Aphaia Pharma’s weight loss drug also appears to lead to very few side effects. 

“We stimulate the release of GLP-1 and all the other hormones at concentrations that are comparable to a meal, and as such, we don’t expect side effects,” explained Bolz. 

This is notable because, although the likes of Wegovy cause fewer side effects than previous GLP-1 analogues, such as Saxenda, they do still cause side effects that can be so difficult to put up with that it actually leads to people stopping the medication entirely. 

“In terms of nausea, despite multiple steps of dose-titration to mitigate gastrointestinal (GI) side effects, moderate to severe nausea is often observed with the newer GLP-1 agonists that can lead to treatment discontinuation. The U.S. prescribing information for Wegovy and Mounjaro report 4.3% and 6.6% of subjects discontinued treatment due to gastrointestinal adverse reactions respectively in controlled clinical trials. Discontinuation in clinical practice is likely much higher,” commented Nimgaonkar. 

Glyscend’s own drug candidate also appears to lead to less severe side effects than currently available weight loss drugs, with the number of patients reporting GI side effects in the phase 2 study decreasing over time during the two-week treatment period, and most reports of nausea were short-lived and resolved within a day. 

“While a direct head-to-head study of GLY-200 compared to other weight loss drugs like Wegovy has not been completed and historical comparisons of GI side effects across studies have limitations, early studies suggest that GLY-200 GI side effects may be less severe than most other obesity drugs recently approved or in development,” Nimgaonkar said.

Growing market for weight loss drugs

As obesity becomes more prevalent in the general population, the weight loss drug market grows with it.

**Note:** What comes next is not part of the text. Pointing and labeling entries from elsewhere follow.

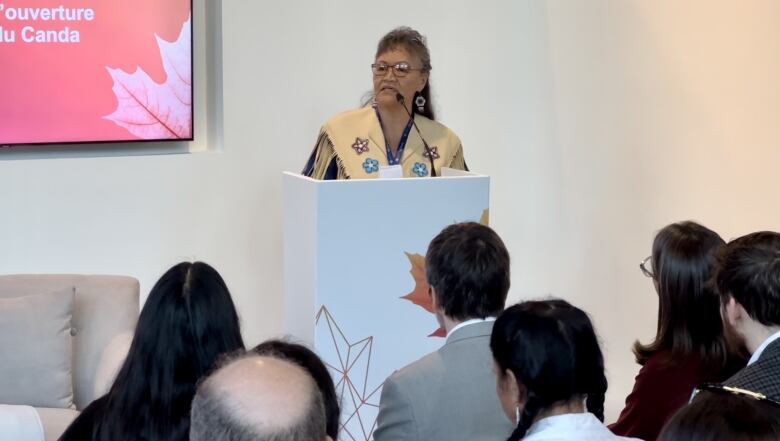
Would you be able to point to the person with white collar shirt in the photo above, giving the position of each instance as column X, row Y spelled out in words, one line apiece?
column 747, row 277
column 450, row 394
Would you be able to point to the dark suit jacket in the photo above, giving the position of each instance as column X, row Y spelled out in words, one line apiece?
column 447, row 395
column 762, row 376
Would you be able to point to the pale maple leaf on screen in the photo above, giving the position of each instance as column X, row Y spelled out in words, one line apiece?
column 150, row 110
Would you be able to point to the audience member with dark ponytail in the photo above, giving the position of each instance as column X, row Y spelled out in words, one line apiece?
column 188, row 321
column 550, row 372
column 690, row 346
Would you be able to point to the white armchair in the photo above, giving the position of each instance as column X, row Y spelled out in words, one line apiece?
column 104, row 314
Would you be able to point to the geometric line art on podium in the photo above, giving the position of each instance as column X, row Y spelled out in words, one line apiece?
column 351, row 366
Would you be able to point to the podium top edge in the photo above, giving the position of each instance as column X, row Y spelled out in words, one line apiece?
column 336, row 181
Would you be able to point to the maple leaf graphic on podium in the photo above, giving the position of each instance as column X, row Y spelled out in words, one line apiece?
column 420, row 295
column 150, row 110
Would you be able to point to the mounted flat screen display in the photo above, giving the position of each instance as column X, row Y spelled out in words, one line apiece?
column 77, row 71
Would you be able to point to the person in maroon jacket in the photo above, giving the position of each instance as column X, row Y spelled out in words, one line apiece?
column 690, row 346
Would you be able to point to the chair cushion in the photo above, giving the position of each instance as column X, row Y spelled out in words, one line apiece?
column 20, row 423
column 55, row 421
column 35, row 343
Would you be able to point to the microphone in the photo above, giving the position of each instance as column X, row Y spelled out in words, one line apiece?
column 428, row 151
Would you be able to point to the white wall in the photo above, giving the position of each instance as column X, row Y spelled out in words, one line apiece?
column 599, row 120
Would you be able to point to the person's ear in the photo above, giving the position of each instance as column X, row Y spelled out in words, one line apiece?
column 733, row 312
column 423, row 82
column 510, row 383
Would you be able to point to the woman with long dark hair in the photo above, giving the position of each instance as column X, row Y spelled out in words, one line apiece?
column 550, row 372
column 689, row 347
column 398, row 129
column 187, row 322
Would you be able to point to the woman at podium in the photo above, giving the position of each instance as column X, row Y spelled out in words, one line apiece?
column 398, row 129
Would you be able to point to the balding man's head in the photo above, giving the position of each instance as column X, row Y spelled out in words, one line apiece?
column 256, row 398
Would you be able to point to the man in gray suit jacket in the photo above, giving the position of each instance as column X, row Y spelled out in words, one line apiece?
column 747, row 277
column 451, row 393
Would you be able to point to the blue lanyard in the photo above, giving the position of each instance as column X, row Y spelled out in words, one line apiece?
column 395, row 160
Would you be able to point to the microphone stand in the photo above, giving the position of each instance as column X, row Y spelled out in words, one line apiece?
column 428, row 151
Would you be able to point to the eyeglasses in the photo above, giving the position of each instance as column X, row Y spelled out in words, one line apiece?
column 399, row 69
column 645, row 264
column 719, row 388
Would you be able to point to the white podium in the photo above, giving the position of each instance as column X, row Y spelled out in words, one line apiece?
column 354, row 280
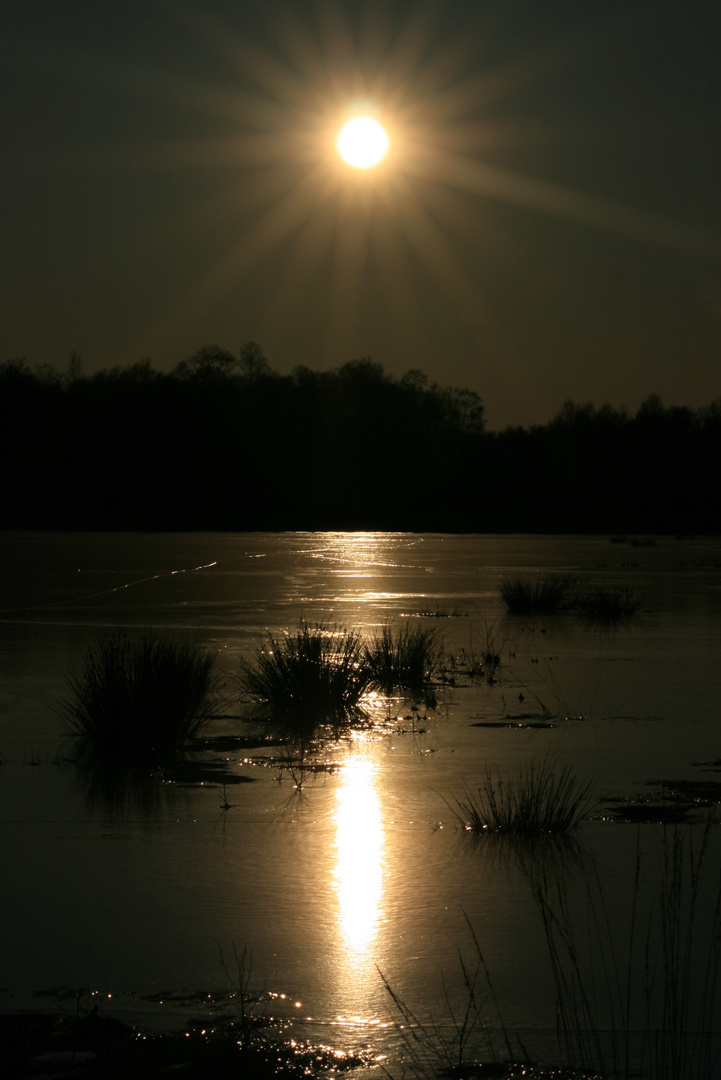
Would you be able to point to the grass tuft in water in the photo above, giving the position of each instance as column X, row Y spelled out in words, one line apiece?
column 405, row 659
column 541, row 800
column 139, row 698
column 598, row 604
column 315, row 675
column 644, row 1003
column 546, row 595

In fact, with more and more biotech companies looking to develop new weight loss drugs, it is estimated that the global obesity therapeutic market could be worth $100 billion by around 2030, if not more. 

“Obesity is a real disease with both near- and long-term clinical and psychosocial consequences to the individual. We therefore believe strongly that these patients should have access to effective therapies that are easy to administer and affordable,” said Nimgaonkar.